Son analyse des biographies des cadres au niveau tant provincial que central montrent que le renouvellement du personnel a été impressionnant au cours des deux dernières décennies. Les autres conclusions qu'il tire sont intéressantes : il montre notamment que les provinces de l'Est (surtout Shanghai, le Jiangsu et le Shandong) sont sur-représentées tandis que le Sud, qui représente pourtant 10% de la population et 14% du PNB ne compte que 5,4% des dirigeants centraux, 2,7% des dirigeants provinciaux et 3% des maires de grandes villes (p. 60).
Li note en outre que dans la « quatrième génération », un plus grand nombre de dirigeants provinciaux et de maires servent dans leur région d'origine (p. 81) . Enfin, dans cette génération comme dans les précédentes, les femmes représentent un très faible pourcentage des dirigeants (12,1% du plus récent groupe de dirigeants étudiés) (p. 57). Rendons justice à un auteur qui est bien conscient des limites de l'analyse quantitative : celle-ci, comme il le remarque lui-même, « nous dit qui gouverne mais ne fournit aucun indice sur la manière dont ils sont arrivés au pouvoir » (p. 81). Or, les mécanismes de sélection des élites sont un élément essentiel du fonctionnement d'un système politique.
C'est pourquoi Li Cheng s'attaque à la question du rôle des groupes de relations par des études ciblées. Dans son chapitre sur la « clique de Qinghua », il montre que le projet explicite de son président dès les années cinquante, Jia Nanxiang, consistait à former les futurs dirigeants de la République populaire. Il n'encourageait pas seulement l'acquisition des compétences mais aussi l'ambition politique. C'est ainsi que les « conseillers politiques », une institution qu'il avait lui-même créé, devenaient à la fois des dirigeants de premier plan ainsi que des chercheurs renommés (même si leur niveau académique n'était pas extraordinaire). Malgré la Révolution culturelle et toutes les péripéties de l'histoire contemporaine du Parti, les diplômés de Qinghua sont parvenus à des positions de direction, et le futur numéro un du Parti, Hu Jintao, en a été diplômé dans les années cinquante.

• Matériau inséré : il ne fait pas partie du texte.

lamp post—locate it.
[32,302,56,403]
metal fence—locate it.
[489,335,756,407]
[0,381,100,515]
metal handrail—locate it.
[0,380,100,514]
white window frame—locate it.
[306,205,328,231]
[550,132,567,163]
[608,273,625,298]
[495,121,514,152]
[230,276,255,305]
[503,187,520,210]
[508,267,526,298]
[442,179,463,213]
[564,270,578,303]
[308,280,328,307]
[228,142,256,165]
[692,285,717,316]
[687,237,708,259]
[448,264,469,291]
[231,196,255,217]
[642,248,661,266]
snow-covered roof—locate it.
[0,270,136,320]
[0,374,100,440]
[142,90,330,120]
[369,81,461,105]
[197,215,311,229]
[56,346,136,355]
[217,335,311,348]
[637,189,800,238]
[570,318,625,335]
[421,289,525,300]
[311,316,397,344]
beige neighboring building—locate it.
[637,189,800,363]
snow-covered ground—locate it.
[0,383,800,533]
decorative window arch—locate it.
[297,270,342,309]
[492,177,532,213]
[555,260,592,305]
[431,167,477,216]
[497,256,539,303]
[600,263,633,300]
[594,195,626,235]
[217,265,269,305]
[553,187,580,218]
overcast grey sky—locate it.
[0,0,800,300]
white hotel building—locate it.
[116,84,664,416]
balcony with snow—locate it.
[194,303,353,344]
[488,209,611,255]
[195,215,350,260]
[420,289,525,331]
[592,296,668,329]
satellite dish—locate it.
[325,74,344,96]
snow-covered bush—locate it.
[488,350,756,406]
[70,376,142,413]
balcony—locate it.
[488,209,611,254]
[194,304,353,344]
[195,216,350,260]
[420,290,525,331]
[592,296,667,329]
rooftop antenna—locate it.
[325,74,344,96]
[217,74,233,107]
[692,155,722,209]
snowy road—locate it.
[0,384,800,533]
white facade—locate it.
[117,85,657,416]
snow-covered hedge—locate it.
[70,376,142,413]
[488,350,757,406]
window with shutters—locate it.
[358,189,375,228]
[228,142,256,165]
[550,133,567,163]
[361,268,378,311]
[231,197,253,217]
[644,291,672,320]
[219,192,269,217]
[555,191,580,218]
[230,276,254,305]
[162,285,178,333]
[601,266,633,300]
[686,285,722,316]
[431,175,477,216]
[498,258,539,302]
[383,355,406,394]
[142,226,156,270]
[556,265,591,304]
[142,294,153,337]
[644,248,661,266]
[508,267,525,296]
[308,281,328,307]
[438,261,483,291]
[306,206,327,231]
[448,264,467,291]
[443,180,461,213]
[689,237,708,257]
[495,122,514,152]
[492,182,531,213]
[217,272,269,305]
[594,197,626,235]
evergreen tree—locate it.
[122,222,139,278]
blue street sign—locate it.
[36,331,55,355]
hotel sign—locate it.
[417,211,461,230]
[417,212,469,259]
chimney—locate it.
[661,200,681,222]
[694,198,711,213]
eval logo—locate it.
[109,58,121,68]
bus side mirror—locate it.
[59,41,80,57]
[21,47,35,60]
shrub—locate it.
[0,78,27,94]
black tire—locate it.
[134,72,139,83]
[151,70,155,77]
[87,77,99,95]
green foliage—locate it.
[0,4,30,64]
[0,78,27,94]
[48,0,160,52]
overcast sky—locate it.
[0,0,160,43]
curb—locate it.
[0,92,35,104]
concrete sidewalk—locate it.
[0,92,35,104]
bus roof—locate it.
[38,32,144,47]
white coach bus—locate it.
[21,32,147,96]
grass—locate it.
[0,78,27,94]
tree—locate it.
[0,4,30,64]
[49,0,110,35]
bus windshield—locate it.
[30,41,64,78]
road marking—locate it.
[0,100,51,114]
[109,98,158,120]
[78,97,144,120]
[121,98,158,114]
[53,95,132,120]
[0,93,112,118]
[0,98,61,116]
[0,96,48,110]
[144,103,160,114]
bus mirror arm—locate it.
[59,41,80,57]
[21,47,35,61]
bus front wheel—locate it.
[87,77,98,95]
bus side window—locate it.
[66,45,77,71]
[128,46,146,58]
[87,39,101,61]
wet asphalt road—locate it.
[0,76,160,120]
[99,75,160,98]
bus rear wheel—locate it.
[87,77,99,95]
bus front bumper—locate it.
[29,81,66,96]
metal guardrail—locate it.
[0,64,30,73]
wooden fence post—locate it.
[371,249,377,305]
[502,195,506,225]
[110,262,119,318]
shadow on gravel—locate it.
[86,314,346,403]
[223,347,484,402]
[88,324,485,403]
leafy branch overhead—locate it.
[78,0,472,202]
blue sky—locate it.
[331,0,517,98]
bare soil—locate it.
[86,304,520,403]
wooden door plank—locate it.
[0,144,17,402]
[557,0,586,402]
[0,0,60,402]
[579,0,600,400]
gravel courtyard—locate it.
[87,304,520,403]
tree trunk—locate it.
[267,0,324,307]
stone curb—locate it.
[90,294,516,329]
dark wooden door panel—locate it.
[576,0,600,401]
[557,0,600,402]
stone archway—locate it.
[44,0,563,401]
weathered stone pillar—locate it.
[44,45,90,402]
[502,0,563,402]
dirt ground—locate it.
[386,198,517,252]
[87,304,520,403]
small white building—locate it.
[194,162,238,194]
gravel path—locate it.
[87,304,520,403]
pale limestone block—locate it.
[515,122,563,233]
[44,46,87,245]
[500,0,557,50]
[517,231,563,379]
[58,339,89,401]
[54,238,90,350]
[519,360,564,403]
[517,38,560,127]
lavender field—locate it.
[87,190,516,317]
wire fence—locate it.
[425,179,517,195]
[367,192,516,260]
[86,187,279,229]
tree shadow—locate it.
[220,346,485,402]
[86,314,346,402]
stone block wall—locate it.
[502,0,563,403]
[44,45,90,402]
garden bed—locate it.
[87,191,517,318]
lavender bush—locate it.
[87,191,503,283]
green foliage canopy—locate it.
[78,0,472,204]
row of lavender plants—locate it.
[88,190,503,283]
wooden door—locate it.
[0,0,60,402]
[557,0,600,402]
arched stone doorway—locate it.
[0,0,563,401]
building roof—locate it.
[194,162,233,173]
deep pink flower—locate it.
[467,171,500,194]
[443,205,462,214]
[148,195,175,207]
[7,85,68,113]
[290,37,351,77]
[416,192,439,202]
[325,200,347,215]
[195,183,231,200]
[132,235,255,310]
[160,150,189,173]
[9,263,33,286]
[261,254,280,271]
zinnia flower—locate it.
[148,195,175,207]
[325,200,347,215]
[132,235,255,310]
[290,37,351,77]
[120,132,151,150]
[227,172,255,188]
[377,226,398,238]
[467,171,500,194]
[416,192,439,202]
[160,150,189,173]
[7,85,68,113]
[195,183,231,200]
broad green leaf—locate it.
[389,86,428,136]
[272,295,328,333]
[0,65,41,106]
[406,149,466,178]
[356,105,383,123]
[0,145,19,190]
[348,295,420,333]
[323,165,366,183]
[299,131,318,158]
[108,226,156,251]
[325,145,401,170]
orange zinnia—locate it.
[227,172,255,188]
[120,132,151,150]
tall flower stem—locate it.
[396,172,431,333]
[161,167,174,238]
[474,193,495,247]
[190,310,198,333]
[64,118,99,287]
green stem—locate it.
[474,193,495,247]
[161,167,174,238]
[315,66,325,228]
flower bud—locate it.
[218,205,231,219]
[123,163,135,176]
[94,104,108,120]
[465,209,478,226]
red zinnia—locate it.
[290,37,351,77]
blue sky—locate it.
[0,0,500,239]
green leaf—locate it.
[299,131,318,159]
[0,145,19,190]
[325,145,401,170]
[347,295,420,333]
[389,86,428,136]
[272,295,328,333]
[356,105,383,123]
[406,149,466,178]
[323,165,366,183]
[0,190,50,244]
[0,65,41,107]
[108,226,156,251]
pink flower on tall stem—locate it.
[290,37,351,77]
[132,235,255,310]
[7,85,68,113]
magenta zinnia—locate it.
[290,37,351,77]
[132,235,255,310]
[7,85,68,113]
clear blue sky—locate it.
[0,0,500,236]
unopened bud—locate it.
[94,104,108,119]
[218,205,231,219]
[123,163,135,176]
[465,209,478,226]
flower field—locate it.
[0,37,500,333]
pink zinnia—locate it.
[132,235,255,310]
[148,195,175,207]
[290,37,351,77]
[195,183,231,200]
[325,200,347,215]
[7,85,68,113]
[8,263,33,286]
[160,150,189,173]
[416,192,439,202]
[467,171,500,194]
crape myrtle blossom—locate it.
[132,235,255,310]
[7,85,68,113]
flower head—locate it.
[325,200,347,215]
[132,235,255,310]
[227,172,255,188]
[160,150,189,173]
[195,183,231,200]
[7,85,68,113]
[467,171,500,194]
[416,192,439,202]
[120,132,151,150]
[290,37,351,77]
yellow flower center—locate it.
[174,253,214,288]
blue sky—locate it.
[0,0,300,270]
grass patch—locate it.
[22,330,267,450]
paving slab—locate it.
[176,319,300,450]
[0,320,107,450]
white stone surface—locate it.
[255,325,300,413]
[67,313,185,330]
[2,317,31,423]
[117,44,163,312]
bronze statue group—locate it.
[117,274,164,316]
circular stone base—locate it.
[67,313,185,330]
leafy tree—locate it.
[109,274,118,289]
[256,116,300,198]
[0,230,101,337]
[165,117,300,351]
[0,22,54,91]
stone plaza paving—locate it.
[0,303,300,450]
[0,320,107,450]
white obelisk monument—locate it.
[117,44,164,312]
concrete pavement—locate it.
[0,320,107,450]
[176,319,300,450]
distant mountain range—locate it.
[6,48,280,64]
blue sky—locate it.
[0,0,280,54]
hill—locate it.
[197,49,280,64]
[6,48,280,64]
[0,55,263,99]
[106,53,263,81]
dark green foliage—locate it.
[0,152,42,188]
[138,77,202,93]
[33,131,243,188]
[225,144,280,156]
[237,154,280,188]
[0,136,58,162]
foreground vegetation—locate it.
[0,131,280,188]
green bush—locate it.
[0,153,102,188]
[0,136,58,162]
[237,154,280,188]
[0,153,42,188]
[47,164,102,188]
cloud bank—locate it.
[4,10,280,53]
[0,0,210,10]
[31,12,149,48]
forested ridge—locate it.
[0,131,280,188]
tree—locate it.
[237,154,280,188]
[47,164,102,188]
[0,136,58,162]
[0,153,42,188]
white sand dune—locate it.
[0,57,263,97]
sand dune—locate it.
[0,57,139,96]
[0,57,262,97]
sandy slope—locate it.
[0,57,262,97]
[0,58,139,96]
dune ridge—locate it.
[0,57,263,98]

Toute personne qui s'intéresse un tant soit peu au groupe dirigeant chinois sait qu'à part la clique de Qinghua, les autres groupes influents sont le parti des princes (Taizi dang) et la bande des secrétaires (mishu bang). Li Cheng consacre au dernier groupe une étude des cas de Zeng Qinghong et de Wen Jiabao, mais il faut reconnaître que l'on n'apprend pas grand'chose dans ce chapitre. Li remarque cependant que le népotisme joue un rôle important en Chine mais uniquement si les personnes concernées disposent d'une éducation suffisante.
Bien que ne représentant pas une fantastique avancée dans la recherche sur la sociologie des élites chinoises, le livre de Li Cheng constitue une synthèse honnête utilisable dans un cours de science politique sur la Chine.